How do you read this chart? The X axis is the number of free pins on your controller and the Y is the number of I/Os to scan. So looking at the yellow band across the top, if you need to scan one input it always makes the most sense to directly use a single pin (pretty intuitive, right?). Scrolling down, if you need to read 110 inputs but the micro only has eight pins free there are a couple choices, keys E and F. Checking the legend at the top E is “ Parallel out shift register muxed with uC ” and F is “ Parallel in shift register muxed with uC “. What do those mean? Checking the table in the original post or following the link takes us to a handy descriptive page. It looks like a “parallel out shift register” refers to using a shift register to drive one side of the scan matrix, and “parallel in shift register” refers to the opposite.

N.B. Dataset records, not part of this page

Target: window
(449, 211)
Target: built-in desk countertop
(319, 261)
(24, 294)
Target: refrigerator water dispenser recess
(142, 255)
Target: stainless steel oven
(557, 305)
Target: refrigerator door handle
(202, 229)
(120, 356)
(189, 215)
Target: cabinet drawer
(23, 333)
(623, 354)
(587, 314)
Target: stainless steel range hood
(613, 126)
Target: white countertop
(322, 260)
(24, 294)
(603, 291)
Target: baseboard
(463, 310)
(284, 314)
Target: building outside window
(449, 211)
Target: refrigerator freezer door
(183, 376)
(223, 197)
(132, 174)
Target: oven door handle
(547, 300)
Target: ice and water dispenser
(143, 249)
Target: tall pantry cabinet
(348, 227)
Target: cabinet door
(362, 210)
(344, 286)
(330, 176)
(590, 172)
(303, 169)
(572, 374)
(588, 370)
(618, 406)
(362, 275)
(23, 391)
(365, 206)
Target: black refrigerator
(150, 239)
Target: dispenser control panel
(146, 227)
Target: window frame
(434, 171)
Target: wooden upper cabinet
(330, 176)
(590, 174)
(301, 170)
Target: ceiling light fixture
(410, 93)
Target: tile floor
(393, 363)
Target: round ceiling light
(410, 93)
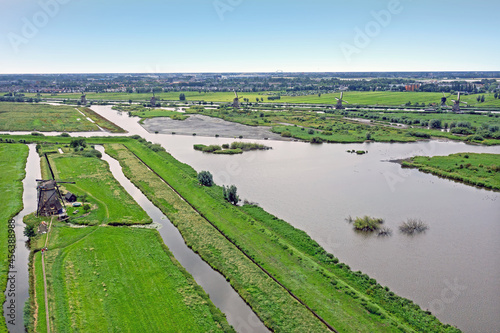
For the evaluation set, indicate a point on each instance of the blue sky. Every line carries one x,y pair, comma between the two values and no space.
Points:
91,36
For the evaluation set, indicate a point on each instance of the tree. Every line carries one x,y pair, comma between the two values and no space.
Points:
29,231
205,178
230,194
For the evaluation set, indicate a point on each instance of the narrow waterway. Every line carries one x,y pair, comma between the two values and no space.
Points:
238,313
453,269
17,292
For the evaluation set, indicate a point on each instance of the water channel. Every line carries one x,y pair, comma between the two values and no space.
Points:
18,275
453,269
221,293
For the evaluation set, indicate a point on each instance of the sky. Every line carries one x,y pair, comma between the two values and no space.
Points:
174,36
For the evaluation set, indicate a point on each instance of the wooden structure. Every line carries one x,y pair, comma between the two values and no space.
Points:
50,201
456,104
152,101
236,100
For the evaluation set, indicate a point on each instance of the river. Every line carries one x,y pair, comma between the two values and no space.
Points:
452,269
19,273
238,313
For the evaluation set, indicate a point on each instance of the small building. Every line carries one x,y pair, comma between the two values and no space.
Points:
153,100
70,197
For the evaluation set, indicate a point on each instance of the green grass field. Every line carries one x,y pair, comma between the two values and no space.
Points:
12,163
353,97
332,290
42,118
113,205
118,279
481,170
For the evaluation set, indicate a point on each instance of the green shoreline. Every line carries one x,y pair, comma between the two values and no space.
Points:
13,159
481,170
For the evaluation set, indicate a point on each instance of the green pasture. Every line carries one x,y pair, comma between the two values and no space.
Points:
481,170
12,163
118,279
42,118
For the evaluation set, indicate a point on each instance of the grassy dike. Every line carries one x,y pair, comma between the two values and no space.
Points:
349,301
346,300
13,159
108,278
482,170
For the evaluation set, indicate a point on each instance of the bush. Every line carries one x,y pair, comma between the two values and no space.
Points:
211,148
205,178
413,226
316,139
367,223
286,134
92,153
230,194
435,123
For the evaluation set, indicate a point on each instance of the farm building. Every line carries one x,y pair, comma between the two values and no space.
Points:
48,199
70,197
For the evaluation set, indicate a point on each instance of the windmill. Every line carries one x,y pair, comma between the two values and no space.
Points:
236,100
340,101
456,104
153,99
49,196
444,99
83,99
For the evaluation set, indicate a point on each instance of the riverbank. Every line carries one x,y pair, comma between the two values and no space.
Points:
481,170
83,261
13,159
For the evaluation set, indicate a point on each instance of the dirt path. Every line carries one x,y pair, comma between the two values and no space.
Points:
45,278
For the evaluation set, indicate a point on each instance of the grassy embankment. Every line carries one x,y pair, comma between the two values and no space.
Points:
113,278
230,149
353,97
12,163
333,128
112,204
481,170
101,121
349,301
47,118
144,112
42,117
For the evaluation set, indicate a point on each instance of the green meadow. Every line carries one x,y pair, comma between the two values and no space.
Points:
296,261
12,163
353,97
42,118
481,170
119,279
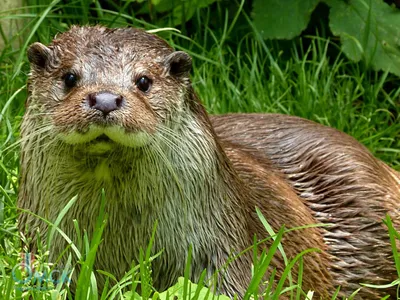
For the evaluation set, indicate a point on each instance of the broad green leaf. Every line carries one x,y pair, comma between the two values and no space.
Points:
176,292
278,19
368,30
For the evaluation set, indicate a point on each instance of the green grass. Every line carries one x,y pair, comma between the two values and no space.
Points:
234,71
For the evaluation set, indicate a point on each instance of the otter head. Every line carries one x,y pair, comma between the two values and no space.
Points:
107,87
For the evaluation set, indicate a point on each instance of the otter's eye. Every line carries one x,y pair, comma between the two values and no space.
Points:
70,80
143,83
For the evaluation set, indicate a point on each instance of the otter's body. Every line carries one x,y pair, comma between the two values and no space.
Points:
114,109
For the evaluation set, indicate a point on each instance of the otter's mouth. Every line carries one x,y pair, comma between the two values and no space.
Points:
110,135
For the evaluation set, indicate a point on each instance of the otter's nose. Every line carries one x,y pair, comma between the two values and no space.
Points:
105,102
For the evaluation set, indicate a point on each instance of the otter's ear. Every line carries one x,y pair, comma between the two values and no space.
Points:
178,64
38,55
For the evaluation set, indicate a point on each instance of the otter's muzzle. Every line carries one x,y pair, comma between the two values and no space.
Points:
105,102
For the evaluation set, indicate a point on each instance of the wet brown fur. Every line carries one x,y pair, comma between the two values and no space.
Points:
296,171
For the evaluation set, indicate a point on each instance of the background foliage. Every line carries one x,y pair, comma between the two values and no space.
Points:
335,62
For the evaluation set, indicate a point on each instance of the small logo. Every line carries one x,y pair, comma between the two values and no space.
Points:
30,275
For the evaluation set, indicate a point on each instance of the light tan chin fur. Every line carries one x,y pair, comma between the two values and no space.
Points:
115,133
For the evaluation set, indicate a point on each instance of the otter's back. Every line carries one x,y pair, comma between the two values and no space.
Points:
340,181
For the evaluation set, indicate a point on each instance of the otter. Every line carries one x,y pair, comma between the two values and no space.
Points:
115,109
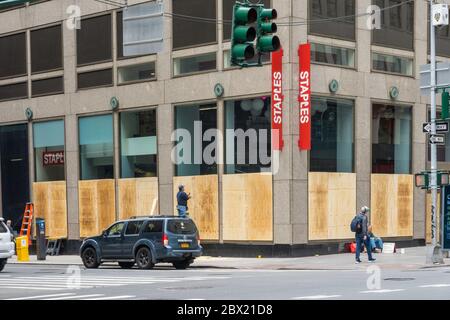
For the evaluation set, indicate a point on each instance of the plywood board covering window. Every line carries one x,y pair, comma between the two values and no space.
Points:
138,197
331,205
203,207
391,211
247,207
97,206
50,203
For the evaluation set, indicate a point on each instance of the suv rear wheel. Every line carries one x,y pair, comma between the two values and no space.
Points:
144,258
126,265
89,258
2,264
183,264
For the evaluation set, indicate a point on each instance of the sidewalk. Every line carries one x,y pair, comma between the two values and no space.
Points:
413,258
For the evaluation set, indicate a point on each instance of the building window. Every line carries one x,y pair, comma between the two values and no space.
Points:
94,40
265,58
200,63
228,16
188,32
46,49
96,147
14,91
47,86
196,140
397,25
392,64
13,58
332,135
138,148
135,73
322,53
95,79
248,136
48,139
391,139
343,28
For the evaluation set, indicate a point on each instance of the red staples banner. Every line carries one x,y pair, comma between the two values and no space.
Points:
304,96
277,100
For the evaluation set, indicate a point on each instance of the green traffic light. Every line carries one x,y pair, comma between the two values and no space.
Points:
243,15
269,43
244,34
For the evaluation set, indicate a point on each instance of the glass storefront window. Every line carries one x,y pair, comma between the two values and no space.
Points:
248,136
332,135
196,140
48,139
138,148
391,139
96,147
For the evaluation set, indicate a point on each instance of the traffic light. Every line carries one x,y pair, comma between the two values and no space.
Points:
266,41
445,101
243,33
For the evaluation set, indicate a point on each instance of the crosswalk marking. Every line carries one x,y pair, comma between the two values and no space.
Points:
316,297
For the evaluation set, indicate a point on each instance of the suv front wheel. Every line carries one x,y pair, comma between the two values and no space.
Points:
89,258
144,258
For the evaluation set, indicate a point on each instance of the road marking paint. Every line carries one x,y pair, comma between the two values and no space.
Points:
44,296
439,285
316,297
112,298
76,297
382,291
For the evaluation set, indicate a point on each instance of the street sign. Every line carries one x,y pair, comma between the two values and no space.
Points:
440,127
445,218
442,77
437,139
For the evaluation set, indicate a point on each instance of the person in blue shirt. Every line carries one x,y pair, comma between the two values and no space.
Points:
182,199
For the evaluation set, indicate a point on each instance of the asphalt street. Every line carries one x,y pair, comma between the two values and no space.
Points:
59,282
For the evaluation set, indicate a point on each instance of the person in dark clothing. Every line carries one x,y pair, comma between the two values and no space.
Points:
182,199
361,236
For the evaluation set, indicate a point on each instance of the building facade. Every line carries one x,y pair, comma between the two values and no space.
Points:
87,134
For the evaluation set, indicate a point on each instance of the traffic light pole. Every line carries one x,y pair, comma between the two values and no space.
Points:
434,253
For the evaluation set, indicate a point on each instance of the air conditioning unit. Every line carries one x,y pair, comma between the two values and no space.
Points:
440,14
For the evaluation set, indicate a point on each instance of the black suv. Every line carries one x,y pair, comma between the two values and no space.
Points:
144,241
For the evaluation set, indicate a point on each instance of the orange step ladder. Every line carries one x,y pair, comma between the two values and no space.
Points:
27,221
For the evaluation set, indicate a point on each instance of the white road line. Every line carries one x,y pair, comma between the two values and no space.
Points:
113,298
439,285
382,291
44,296
316,297
76,297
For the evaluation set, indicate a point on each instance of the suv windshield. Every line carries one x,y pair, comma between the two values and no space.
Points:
181,226
3,228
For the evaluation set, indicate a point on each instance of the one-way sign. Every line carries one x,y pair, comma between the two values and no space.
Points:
441,126
437,139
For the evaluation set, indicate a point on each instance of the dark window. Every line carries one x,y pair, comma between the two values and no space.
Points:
397,25
115,230
332,135
228,16
14,91
181,227
391,139
3,228
94,40
93,79
153,226
13,55
332,9
133,227
186,32
46,49
47,86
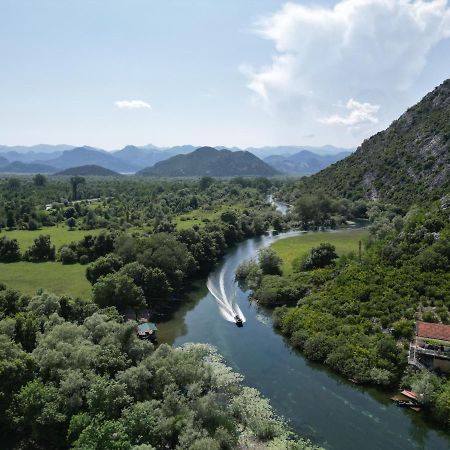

While we’re here, we think it’s worth reproducing the footnote at the bottom of the post in full:

This tutorial was motivated by the fact, that when we put our engineering caps on, we often end up re-inventing the wheel. And although this can be amazingly fun and rewarding, at some point it really hinders the forward progress of our projects, and the state of the art in general. So the more we can document those things we’ve learned while solving our own little problems, the less someone else will have to do the same thing, and the more cool things there will be in the world.

An eloquent way to phrase why we enjoy writing Hackaday so much. Keep up the awesome projects!